Students can now earn their Juris Doctorate or Master of Laws degree from the LSU John P. Laborde Energy Law Center.
“I see it as our mission of the state’s flagship law school to produce the future leaders of both the industry and government who are knowledgeable,” said Law Center Chancellor Jack Weiss. “Law students … increasingly are going to want some focus to their studies that enhances their ability to get a really good job.”
Weiss said $1.2 million of the donation will be used to create “a new double distinguished chair in energy law.” The remaining $800,000 will create a “challenge fund,” which will match future “significant donations to the law school to encourage those gifts.”
Laborde entered the University in 1940 as an undergraduate, but was unable to finish school in four years because he was drafted into the Army in 1942. After serving, Laborde returned to school to finish his undergraduate and begin law school.
Laborde said he hopes his donation will better Louisiana because of its energy influence.
“It gives me personal pride and pleasure for it to hopefully be serving a purpose for the state of Louisiana, LSU and the [students],” he said. “I hope that it will be an inspiration to not only my own family, but the young people from many, many other families across the country who will honor this as something worthwhile in their lives.”

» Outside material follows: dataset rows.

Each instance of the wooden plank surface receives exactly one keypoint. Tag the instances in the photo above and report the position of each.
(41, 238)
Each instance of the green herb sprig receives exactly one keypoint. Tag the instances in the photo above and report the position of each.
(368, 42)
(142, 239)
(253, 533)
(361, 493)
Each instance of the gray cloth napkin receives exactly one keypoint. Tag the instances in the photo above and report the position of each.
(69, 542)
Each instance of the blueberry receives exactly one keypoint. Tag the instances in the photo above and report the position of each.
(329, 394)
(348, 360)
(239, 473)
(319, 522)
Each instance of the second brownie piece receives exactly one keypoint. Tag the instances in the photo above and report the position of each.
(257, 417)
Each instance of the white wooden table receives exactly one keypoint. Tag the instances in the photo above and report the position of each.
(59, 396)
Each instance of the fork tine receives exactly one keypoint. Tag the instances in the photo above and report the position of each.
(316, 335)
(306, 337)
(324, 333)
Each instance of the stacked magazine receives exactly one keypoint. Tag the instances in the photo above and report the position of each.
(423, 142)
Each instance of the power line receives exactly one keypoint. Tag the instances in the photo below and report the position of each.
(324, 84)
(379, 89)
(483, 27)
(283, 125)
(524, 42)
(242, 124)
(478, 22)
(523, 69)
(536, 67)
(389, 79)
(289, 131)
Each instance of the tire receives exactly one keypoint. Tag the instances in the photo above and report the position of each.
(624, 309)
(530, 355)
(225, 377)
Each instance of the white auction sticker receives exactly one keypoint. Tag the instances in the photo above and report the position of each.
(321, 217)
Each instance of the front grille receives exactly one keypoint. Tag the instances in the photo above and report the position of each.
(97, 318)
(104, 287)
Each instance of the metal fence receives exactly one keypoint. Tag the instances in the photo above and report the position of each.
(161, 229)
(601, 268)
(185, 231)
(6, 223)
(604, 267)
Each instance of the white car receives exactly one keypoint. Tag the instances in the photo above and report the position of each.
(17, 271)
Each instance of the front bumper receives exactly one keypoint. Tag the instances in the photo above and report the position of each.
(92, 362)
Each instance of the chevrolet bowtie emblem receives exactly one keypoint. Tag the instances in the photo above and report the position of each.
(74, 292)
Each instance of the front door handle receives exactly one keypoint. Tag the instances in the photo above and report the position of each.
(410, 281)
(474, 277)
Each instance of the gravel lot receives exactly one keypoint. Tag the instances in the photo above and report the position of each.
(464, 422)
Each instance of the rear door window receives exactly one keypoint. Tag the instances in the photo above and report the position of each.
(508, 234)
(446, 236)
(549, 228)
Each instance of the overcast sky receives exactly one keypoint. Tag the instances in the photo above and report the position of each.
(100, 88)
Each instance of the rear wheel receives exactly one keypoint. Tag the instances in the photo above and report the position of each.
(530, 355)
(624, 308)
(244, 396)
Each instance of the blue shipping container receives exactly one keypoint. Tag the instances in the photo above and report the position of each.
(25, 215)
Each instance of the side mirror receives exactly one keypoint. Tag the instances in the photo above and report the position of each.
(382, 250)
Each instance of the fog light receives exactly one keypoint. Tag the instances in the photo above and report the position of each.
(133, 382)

Preis & Roy, PLC law firm of Lafayette, New Orleans and Houston made the $250,000 endowed professorship investment in mid-November.
The gift will pay part of professor Jeffrey Brooks’ salary, Weiss said. The money the law school would have spent on his salary will now go to support the center’s 27 Trial Advocacy and Moot Court teams and externship programs, where students can work for credit.
The Law Center’s National Moot Court Team placed second in this year’s regional competition, and it will advance to the national championship in New York City in January, according to the Law Center’s website.
“These [programs] help our students hit the ground running when they graduate,” Weiss said. “The income from the endowment is used to support the activities of the professor or the school program.”
Edwin Preis is a 1972 graduate of the Law Center, and Lane Roy is a Tulane University Law School alumnus. Nearly half of the firm’s attorneys are LSU Law Center alumni.
‘I hope that it will be an inspiration to not only my own family, but the young people from many, many other families across the country who will honor this as something worthwhile in their lives.’